Lawyers need to find the right information as quickly as possible, and the text-heavy interface made navigation more difficult than it needed to be. Thomson Reuters Legal engaged Portable to bring a user-centred approach to redesigning key parts of the Westlaw interface.

With 50,000 users and hundreds of thousands of case records, Westlaw is the go-to legal research tool for lawyers in Australia. But with such a depth and breadth of information available, the user experience was suffering. Lawyers need to find the right information as quickly as possible, and the text-heavy interface made navigation more difficult than it needed to be. Thomson Reuters Legal engaged Portable to bring a user-centred approach to redesigning key parts of the Westlaw interface.

The expertise used in this project included:

  • Information Architecture
  • Research
  • User Testing

Working with the Westlaw product team, our approach focused on two key elements of the interface, the heavily-trafficked ‘case page’ and ‘related document’ functions.

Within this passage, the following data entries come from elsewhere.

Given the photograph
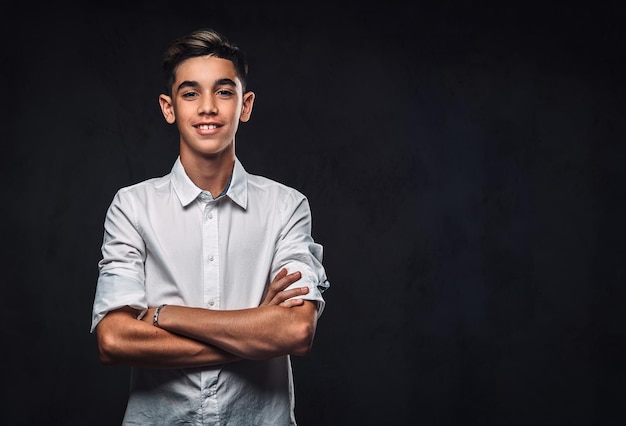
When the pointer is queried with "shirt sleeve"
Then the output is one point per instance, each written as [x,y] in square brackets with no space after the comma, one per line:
[297,251]
[121,269]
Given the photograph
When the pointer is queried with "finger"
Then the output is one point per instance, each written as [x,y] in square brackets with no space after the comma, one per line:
[281,274]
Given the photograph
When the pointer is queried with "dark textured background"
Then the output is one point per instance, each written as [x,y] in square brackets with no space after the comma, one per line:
[465,167]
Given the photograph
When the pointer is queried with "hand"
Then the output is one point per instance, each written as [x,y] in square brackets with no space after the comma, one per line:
[277,295]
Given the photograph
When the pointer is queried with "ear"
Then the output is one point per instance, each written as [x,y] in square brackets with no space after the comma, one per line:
[246,109]
[167,109]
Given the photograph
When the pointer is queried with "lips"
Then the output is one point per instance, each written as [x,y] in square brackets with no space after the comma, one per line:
[206,126]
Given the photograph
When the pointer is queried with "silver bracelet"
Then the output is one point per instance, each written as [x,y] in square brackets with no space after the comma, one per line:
[155,319]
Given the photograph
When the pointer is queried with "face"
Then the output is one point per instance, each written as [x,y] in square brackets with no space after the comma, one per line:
[207,104]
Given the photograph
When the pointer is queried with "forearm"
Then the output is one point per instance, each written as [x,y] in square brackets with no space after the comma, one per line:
[256,333]
[125,340]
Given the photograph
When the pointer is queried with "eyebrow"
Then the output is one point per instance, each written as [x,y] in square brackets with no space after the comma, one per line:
[195,84]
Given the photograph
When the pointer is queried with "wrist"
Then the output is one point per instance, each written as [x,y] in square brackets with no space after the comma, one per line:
[157,312]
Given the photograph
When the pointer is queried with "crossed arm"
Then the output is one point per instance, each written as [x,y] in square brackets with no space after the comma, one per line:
[194,337]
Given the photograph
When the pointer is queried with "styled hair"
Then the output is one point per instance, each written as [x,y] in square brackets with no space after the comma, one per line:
[203,42]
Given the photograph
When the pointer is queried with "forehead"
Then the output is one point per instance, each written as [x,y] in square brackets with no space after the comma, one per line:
[206,70]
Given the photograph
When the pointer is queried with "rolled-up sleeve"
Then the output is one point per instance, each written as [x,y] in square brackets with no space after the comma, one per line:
[297,251]
[121,269]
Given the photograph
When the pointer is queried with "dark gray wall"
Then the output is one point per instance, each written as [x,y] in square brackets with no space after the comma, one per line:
[465,167]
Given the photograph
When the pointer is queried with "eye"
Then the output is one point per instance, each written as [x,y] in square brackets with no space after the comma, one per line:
[189,95]
[225,93]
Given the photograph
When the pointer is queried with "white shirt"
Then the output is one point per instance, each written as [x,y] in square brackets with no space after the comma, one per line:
[168,241]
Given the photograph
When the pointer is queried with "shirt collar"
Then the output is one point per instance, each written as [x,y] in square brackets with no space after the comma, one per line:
[187,191]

  1. Portable designed and facilitated a co-design workshop with client and user stakeholders that looked at ideating different ways information could be presented, as well as determine which components of the interface are of most importance to users. This complemented rigorous consultation with the Thomson Reuters technical teams, situated around the world, so we could understand how the backend works and determine what design ideas were feasible.
  2. After exploring and framing the problem, we used the insights we’d uncovered to inform the design of a prototype. We set about improving how users experience the case page, which is currently presented as a single page displaying an individual case with lots of complex information, by redeveloping the information architecture and content hierarchy, as well as the page’s visual design.
  3. The related documents functionality is currently accessed in multiple ways, each containing information relating to the source material. To improve the usability of this function, we looked at ways to restructure how related documents are presented, categorised and navigated to, as well as visual ways of showing them and their relationships.

Outcomes and benefits:

  • After multiple rounds of prototyping, Westlaw now possesses rigorously-tested designs for two major components of its user interface. 
  • By presenting the case files and related information in a more visual way that’s easy-to-read and navigate, the experience for Westlaw’s users will be drastically improved.